Second Empire is an architectural style most popular in the latter half of the 19th century and early years of the 20th century. It was so named for the architectural elements in vogue during the era of the Second French Empire. As the Second Empire style evolved from its 17th-century Renaissance foundations, it acquired a mix of earlier European styles, most notably the Baroque, often combined with mansard roofs and/or low, square-based domes.

The style quickly spread and evolved as Baroque Revival architecture throughout Europe and across the Atlantic. Its suitability for super-scaling allowed it to be widely used in the design of municipal and corporate buildings. In the United States, where one of the leading architects working in the style was Alfred B. Mullett, buildings in the style were often closer to their 17th-century roots than examples of the style found in Europe.

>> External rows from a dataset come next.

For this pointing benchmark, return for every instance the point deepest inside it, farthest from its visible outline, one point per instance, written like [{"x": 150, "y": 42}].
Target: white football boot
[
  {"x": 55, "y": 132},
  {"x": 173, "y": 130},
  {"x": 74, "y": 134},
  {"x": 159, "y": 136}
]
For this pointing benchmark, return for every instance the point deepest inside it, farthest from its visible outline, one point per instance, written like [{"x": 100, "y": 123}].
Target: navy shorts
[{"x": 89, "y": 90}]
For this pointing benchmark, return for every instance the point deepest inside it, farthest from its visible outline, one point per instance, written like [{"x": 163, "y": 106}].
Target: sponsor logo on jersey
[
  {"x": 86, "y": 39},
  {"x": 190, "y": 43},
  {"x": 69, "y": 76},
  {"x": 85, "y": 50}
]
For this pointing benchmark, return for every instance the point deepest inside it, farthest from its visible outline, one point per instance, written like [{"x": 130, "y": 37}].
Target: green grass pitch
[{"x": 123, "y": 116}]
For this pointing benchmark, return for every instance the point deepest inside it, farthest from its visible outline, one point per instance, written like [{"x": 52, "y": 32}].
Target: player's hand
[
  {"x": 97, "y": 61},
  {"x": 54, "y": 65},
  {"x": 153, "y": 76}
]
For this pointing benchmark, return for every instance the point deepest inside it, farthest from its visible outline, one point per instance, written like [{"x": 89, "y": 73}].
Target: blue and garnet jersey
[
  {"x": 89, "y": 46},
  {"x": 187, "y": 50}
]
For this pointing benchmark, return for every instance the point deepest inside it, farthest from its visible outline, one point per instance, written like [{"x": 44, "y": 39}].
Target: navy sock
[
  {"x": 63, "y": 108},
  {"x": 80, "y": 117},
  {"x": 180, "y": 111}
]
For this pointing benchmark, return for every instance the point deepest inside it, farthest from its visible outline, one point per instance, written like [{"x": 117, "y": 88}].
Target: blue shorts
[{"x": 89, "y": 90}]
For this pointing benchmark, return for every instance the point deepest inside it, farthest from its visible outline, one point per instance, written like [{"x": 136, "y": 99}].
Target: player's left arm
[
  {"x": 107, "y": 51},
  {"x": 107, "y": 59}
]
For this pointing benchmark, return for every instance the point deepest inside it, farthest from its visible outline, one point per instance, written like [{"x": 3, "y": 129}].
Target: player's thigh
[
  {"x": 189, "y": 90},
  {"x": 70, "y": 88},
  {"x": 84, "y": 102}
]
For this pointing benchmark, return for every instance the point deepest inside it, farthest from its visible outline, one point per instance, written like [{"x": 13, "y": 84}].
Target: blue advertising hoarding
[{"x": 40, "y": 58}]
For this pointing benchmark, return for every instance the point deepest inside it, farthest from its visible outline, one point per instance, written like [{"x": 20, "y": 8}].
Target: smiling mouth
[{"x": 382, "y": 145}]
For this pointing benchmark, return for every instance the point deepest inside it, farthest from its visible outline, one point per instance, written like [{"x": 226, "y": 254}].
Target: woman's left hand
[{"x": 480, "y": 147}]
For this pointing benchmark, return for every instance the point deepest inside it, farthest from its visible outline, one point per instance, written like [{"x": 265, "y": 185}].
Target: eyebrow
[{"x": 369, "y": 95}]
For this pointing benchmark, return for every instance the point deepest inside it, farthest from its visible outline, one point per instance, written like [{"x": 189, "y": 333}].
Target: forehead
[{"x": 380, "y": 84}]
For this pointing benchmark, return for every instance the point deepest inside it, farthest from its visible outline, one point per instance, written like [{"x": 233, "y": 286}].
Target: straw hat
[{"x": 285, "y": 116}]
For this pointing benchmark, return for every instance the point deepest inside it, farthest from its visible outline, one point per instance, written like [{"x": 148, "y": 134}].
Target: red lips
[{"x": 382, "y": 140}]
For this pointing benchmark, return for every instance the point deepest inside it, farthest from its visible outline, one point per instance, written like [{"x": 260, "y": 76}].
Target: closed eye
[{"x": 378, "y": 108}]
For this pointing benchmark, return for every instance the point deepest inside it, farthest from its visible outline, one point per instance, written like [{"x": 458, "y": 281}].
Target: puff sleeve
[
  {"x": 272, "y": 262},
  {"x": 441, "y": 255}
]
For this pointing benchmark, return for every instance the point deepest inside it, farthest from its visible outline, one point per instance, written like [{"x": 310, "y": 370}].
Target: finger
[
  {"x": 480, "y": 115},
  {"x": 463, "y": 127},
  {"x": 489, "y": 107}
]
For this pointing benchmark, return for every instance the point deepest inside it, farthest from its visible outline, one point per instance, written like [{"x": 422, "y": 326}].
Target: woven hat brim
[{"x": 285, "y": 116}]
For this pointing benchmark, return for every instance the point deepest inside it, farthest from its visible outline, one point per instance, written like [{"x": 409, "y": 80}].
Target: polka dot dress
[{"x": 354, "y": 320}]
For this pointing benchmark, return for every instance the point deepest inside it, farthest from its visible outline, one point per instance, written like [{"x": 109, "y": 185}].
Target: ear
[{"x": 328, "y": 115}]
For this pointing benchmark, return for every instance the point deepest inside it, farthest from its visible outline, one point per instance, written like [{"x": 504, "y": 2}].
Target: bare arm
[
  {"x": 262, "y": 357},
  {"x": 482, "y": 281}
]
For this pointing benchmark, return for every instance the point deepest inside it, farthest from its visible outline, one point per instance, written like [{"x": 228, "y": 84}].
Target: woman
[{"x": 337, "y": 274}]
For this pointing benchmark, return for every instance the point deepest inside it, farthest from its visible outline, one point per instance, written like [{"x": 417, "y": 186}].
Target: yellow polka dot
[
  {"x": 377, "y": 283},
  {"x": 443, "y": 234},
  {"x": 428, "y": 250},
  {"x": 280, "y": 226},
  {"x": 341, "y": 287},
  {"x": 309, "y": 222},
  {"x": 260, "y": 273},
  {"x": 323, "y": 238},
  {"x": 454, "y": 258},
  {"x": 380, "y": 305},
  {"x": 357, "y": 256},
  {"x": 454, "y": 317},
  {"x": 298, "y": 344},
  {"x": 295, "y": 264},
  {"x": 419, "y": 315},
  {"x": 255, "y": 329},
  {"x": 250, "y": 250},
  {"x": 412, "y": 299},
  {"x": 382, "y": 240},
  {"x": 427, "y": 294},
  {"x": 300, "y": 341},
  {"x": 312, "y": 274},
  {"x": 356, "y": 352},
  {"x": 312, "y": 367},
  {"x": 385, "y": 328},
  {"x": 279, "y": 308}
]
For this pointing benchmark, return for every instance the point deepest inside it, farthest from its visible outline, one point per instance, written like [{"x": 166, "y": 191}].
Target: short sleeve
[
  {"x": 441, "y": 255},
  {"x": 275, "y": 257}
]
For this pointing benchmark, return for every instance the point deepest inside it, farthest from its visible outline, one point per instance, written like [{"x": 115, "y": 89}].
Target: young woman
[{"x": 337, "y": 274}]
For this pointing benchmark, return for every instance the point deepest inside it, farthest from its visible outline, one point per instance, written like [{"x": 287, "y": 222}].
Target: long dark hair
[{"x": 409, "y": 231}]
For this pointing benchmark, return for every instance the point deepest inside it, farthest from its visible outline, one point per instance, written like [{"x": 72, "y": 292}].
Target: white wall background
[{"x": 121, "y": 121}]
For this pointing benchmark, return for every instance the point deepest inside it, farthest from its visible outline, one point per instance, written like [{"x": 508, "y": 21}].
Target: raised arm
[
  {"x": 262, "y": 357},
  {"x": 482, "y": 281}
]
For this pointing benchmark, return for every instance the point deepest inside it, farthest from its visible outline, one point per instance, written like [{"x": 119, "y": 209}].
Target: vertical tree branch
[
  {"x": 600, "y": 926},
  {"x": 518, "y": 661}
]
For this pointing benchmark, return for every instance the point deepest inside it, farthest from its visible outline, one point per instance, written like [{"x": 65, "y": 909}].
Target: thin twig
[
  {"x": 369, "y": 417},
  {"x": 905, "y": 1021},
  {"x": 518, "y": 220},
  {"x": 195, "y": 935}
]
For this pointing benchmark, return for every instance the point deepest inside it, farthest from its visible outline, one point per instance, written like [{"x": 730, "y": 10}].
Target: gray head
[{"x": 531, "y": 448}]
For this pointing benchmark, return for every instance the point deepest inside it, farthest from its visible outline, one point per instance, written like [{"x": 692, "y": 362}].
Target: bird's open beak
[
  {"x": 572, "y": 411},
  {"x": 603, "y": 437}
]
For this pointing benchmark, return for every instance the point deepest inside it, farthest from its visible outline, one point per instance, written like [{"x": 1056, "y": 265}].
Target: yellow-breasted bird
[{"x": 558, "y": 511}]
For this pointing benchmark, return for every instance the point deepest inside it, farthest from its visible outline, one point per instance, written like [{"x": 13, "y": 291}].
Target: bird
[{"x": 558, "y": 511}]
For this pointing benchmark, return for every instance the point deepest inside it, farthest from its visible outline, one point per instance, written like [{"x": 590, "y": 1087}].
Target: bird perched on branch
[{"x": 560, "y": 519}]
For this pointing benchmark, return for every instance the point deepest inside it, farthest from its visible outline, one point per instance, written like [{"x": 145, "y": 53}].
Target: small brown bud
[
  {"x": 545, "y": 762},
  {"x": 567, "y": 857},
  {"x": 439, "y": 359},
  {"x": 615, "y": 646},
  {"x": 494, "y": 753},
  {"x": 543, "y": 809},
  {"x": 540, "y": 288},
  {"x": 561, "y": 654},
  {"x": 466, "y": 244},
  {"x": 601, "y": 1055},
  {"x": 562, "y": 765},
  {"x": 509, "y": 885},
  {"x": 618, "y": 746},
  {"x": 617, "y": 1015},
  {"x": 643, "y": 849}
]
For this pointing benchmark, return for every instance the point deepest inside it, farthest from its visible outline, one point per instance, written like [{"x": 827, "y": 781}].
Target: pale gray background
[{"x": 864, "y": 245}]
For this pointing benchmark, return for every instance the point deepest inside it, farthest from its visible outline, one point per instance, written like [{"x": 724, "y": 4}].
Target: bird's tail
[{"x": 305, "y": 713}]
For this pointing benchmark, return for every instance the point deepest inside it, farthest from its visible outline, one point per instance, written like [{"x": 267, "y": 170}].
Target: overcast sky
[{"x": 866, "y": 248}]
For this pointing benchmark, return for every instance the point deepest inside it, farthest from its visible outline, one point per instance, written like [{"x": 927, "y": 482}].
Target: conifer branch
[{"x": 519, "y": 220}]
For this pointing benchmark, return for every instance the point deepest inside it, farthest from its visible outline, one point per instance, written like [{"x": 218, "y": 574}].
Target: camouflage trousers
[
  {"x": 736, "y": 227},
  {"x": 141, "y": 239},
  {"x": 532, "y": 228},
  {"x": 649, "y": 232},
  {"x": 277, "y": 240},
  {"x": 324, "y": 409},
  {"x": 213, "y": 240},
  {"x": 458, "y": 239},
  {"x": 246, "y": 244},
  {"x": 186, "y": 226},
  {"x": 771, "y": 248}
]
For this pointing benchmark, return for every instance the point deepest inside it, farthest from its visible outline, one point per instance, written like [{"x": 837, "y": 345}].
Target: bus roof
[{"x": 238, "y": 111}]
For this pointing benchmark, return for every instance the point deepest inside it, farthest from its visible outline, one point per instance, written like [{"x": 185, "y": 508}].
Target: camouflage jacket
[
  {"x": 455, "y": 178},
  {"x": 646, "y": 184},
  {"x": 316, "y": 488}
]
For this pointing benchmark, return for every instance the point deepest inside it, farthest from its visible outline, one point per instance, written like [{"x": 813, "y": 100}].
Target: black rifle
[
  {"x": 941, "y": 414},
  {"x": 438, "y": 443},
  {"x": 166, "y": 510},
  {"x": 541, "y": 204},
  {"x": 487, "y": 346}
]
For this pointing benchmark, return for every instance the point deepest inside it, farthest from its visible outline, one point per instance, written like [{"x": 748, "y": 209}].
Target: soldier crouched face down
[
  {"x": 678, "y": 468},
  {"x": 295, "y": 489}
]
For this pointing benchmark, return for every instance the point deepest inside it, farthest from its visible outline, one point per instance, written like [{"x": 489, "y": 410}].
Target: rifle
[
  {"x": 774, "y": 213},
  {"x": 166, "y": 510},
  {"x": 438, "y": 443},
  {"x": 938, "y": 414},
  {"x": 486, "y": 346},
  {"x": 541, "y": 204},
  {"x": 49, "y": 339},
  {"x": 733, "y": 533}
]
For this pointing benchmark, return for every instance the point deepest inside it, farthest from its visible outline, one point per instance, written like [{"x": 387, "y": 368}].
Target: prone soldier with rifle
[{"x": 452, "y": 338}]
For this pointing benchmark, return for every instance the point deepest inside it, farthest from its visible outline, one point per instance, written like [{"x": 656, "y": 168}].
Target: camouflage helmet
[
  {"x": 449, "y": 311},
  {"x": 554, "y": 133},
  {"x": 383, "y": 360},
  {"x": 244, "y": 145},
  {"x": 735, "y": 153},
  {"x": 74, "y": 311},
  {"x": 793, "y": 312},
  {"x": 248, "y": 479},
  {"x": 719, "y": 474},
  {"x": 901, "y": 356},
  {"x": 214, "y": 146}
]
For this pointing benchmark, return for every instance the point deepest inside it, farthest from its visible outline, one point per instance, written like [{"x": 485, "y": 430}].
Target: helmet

The dominant architectural style of the Second Empire was eclecticism, drawing liberally from the Gothic style, Renaissance style, and the styles dominant during the reigns of Louis XV and Louis XVI. The style was described by Émile Zola, not an admirer of the Empire, as "the opulent bastard child of all the styles".  The best example was the Opéra Garnier,  begun in 1862 but not finished until 1875.  The architect was Charles Garnier (1825–1898), who won the competition for the design when he was only thirty-seven.  When asked by the Empress Eugénie what the style of the building was called, he replied simply, "Napoleon III". At the time, it was the largest opera house in the world, but much of the interior space was devoted to purely decorative spaces: grand stairways, huge foyers for promenading, and large private boxes.  Another example was the Mairie, or city hall, of the 1st arrondissement of Paris, built in 1855–1861 in a neo-Gothic style by the architect Jacques Ignace Hittorff (1792–1867).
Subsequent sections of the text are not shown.